On the morning of 7 December 1941, an organized and large-scale attack was carried out by the Imperial Japanese Military against American forces at Pearl Harbor.  Perhaps one of the most infamous days in history, the attacks at Pearl Harbor and other locations in the Pacific Theater underscored the initiation of active American participation in World War II.

Up to the attacks by the Japanese against American assets in the Pacific (to include strikes elsewhere in Southeast Asia), the United States had been supplying materiel to the Allies in Lend-Lease in the European Theater.  In the Pacific Theater, the Americans were growing more concerned with Japanese imperialism.  Specifically, the U.S. denounced Japan’s zeal for its Greater East Asia Co-Prosperity Sphere, and its aggression in the ongoing Second Sino-Japanese War.

The United States and Japan were still in the midst of negotiations when a large Japanese Task Force launched coordinated strikes in two waves against the Pacific Fleet at Pearl Harbor.[1] However, Japanese intelligence failed to reconcile missions scheduled for the aircraft carriers that were supposed to be docked there.  Because of this, the Japanese were unable to remove the American ability to project force into the Pacific.  For this reason, while Pearl Harbor was destructive and a major loss of life, it was an objective failure for the Japanese.

The sneak attack maintained its element of surprise, but as the day continued on, Japanese losses began to increase.  Failure to strike all of the resources at Pearl Harbor allowed for a relatively rapid resumption of limited operations.  However, the most significant losses this day was the loss of life.  The attack killed 2,403 Americans and wounded another 1,178.  18 ships were disabled or lost with 188 aircraft destroyed.  Pearl Harbor represented the first in a multi-month-long string of Japanese raids in the Pacific, to include strikes at Malaya, Hong Kong, Guam, the Philippines, and Wake Island.  It was not until LTC James Doolittle’s raid on 18 April, that the U.S. mounted a counterattack.

However, perhaps most significant was the aftermath of Pearl Harbor and it’s resounding effects that may have brought World War II to an end more quickly.  Just before FDR gave his Infamous Speech, his British equal recalled, “Hitler’s fate was sealed.  Mussolini’s fate was sealed.  As for the Japanese, they would be ground to powder.  All the rest was merely the proper application of overwhelming force.” [2]
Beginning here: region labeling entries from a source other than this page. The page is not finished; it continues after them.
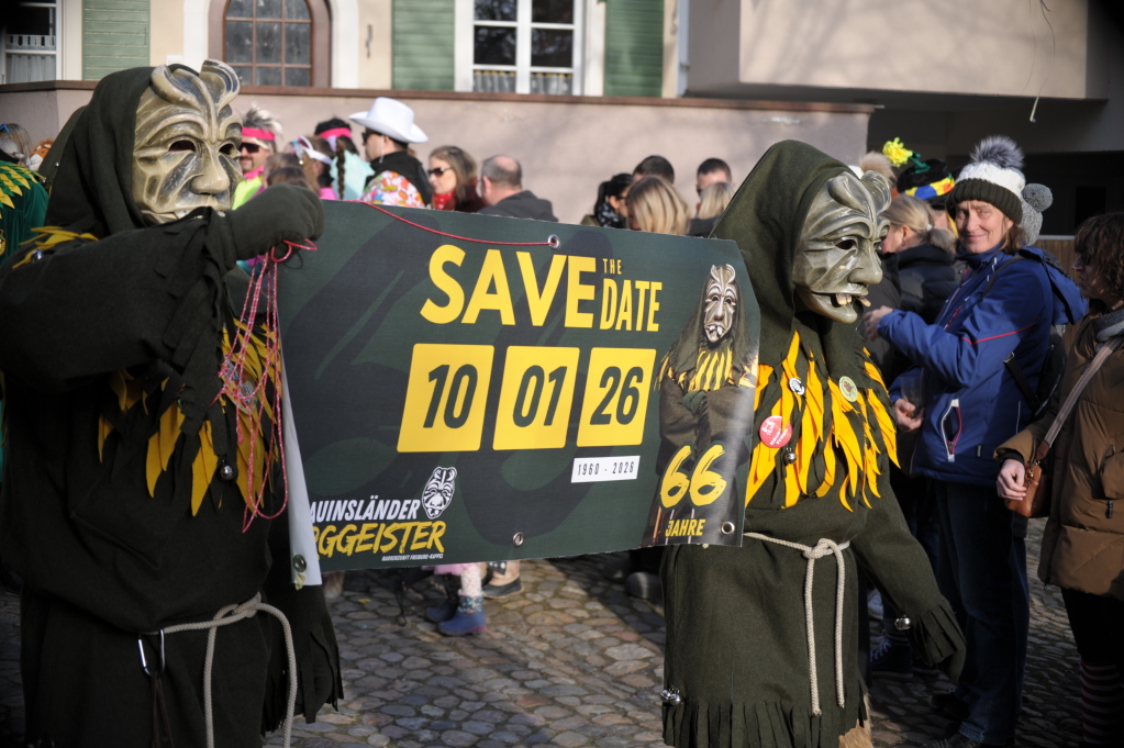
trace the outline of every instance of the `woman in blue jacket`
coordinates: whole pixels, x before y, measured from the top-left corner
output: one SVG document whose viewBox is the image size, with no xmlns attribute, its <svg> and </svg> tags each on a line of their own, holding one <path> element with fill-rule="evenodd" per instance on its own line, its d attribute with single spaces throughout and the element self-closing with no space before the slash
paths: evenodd
<svg viewBox="0 0 1124 748">
<path fill-rule="evenodd" d="M 1077 286 L 1041 249 L 1023 246 L 1022 164 L 1014 142 L 990 137 L 960 173 L 948 210 L 968 268 L 934 323 L 888 308 L 865 317 L 870 337 L 914 363 L 890 400 L 899 427 L 921 429 L 913 471 L 936 485 L 941 592 L 968 639 L 957 690 L 934 700 L 960 726 L 932 748 L 1001 746 L 1015 735 L 1030 622 L 1025 520 L 997 495 L 992 455 L 1032 414 L 1006 362 L 1035 387 L 1051 326 L 1085 313 Z"/>
</svg>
The United States declared war on Japan on 8 December 1941, followed by a war declaration on Germany and Italy on 11 December (after Germany had done so on the same day).


[1] Morton, Louis. "The Fatal Turn." Strategy and Command: The First Two Years. Center of Military History, Washington, D.C. 2000.

[2] Churchill, Winston S. The Grand Alliance. Houghton Mifflin, New York, New York. 9 May 1986.